As we have gone through before that a machine needs more complex and time-intensive training as compared to the human. But once the training of a machine is done, it can outperform humans trained for the same task. Hence, training a machine is much more advantageous than training a human. Moreover, researchers are striving hard to find ways to reduce the training time of a machine to make it even more valuable and readily available to perform a certain job. Let's discuss a few methods that could be very helpful if an organization needs to reduce the training time of machines:
Employing a Pre-trained Model – For training a machine, if an industry starts creating a DL model from scratch, then several days or weeks would be required based on huge datasets and the slow learning performance of a machine. In this case, using a pre-trained model through the process of Transfer Learning is the best approach to train a machine. In a pre-trained model, fresh data is added and the machine is trained for new outcomes. By using this approach, the data size is reduced from several million images to a few thousand; consequently, the training time is also reduced from days or weeks to minutes or hours.
Feature Extraction – A layer from the neural network that has been trained to learn a specific feature from several images is extracted. This layer with that specific feature is used in another ML model for quick machine training.
Using high-performance GPUs combined with Cloud Computing – This combination can reduce machine training time from weeks to hours. Special pieces of equipment like NVidia Tesla V100 GPU and DGX1 server are very helpful to minimize training time.

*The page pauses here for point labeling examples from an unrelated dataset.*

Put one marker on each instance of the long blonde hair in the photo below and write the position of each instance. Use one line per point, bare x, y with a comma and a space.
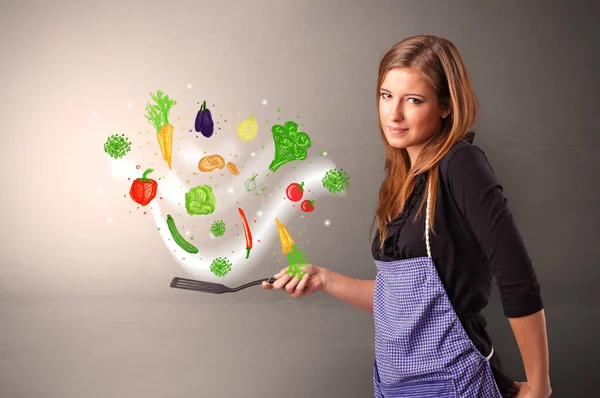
440, 64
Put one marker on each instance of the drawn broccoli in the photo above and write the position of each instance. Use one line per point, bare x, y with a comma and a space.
218, 228
336, 181
220, 266
117, 146
200, 200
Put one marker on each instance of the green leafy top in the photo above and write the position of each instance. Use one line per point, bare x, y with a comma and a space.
158, 115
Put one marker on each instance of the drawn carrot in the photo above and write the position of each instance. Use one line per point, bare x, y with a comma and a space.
180, 240
158, 116
246, 232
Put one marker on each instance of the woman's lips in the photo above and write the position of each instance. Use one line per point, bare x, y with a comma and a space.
395, 130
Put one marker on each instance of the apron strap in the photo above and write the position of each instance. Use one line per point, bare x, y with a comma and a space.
427, 221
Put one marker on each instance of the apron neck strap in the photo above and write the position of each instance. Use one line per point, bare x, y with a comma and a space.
427, 220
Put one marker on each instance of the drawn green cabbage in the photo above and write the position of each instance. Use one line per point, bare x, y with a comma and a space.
200, 200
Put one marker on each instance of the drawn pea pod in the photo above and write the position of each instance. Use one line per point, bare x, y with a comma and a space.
180, 240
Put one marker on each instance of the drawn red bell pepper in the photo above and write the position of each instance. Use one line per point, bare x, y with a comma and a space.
143, 190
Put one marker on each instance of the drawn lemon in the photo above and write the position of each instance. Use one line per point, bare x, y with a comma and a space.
248, 129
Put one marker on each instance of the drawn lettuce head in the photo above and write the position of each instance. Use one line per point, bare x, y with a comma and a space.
200, 200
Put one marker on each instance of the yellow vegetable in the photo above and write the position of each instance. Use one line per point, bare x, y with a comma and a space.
211, 162
232, 168
165, 141
248, 129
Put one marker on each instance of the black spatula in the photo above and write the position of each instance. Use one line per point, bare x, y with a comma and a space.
211, 287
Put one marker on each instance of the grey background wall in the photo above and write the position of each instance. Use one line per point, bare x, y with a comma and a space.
85, 306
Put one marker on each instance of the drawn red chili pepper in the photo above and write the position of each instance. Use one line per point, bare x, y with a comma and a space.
246, 232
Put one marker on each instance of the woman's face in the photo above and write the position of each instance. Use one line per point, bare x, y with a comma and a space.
409, 110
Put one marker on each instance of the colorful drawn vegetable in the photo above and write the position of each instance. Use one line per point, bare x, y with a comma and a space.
307, 206
289, 144
158, 116
335, 181
247, 232
284, 238
218, 228
232, 168
143, 190
294, 191
180, 240
211, 162
250, 183
200, 200
220, 266
204, 123
295, 270
248, 129
117, 146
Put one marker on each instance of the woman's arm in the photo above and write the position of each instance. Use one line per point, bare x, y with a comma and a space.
356, 292
530, 333
480, 199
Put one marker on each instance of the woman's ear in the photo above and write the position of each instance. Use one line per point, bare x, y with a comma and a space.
446, 111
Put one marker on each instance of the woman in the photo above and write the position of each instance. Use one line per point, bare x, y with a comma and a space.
443, 230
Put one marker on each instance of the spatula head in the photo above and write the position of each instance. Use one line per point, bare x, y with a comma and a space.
199, 286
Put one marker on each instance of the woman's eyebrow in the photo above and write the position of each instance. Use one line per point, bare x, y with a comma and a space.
405, 95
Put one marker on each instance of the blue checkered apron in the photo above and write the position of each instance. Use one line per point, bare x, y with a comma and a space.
421, 348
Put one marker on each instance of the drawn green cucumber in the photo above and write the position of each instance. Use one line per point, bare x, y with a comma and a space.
180, 240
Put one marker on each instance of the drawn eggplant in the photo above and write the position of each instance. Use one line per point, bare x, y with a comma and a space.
204, 123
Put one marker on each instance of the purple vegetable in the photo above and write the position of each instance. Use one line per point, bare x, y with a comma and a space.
204, 123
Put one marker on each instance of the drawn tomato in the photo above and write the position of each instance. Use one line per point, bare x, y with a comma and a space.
307, 206
294, 191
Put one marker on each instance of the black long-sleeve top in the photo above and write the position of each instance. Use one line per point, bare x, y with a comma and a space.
475, 238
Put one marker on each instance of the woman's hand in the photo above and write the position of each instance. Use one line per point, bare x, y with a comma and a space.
310, 283
524, 390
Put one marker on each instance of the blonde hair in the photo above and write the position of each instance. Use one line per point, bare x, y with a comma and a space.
439, 63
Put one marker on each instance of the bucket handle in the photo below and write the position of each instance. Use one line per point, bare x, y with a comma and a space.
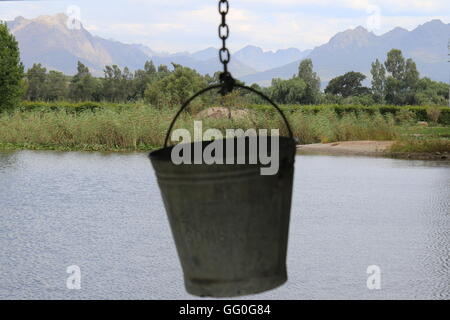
220, 86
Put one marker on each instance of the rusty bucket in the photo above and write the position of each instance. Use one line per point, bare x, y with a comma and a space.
229, 222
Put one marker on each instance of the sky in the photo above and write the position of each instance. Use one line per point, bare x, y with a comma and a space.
191, 25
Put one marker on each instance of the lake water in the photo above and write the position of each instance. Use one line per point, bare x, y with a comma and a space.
103, 213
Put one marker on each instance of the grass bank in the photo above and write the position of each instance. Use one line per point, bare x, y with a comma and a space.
94, 127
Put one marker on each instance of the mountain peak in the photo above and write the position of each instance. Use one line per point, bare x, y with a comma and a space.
59, 18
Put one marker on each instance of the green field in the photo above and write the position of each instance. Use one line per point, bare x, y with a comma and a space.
129, 127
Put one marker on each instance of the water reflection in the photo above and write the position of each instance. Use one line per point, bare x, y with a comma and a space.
103, 212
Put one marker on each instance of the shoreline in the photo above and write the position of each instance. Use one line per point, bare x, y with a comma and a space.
367, 148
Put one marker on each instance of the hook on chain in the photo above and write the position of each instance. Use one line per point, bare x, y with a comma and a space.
226, 80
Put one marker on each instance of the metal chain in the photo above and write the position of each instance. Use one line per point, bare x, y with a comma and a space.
226, 79
224, 32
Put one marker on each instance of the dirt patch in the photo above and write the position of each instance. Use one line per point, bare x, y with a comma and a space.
375, 148
367, 148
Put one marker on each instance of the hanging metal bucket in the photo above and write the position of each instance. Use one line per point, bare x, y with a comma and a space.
229, 222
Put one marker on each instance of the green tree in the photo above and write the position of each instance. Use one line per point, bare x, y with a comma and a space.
11, 70
176, 88
378, 80
401, 84
347, 85
55, 86
290, 91
36, 77
142, 78
312, 80
395, 64
429, 92
83, 85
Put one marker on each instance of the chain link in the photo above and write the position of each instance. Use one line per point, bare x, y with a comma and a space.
224, 32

DL & ML software – Using DL software like Pytorch and Google’s TensorFlow to design a training model result in reduced training time. ML software such as Google’s Cloud AutoML and Amazon SageMaker, are also very helpful in making the whole training process much easier and convenient. You just have to select the right algorithms and context from several choices available. The rest of the work is done by a SageMaker that manages the entire core infrastructure to train that model and deploy it in the production environment. Amazon SageMaker is a well-organized service that employs the XGBoost ML algorithm to enable data scientists and developers to create, train and deploy an ML model in a short time.
In this digital era, machines are entering into each phase of human life. The automation that was just seen in movies is all set to be seen in our homes and industries. It is important to note that a machine is neither a living thing having some background knowledge from life experiences nor a magical gadget that is readily available to perform any task assigned to it. Rather, a thoughtful and comprehensive training of the machine is required that is much more complex and time-intensive as compared to human training. However, once a machine is trained, it is many times more advantageous for any organization than a trained employee. A trained machine can perform a task in a single day that a machine would complete in thousands of days. It can also perform the task of many human beings simultaneously with more accuracy. Moreover, the machines don't need salary and allowances. The expenditure just involves the acquisition and maintenance of machines. This is a single-time expense and far less than employees' monthly expenditures. That's why several industries worldwide are replacing their trained human workforce with well-trained machines to reduce operational costs and manpower and increase efficiency, accuracy, productivity, and customer satisfaction. Once a machine is fully trained to do some job, it can outperform humans.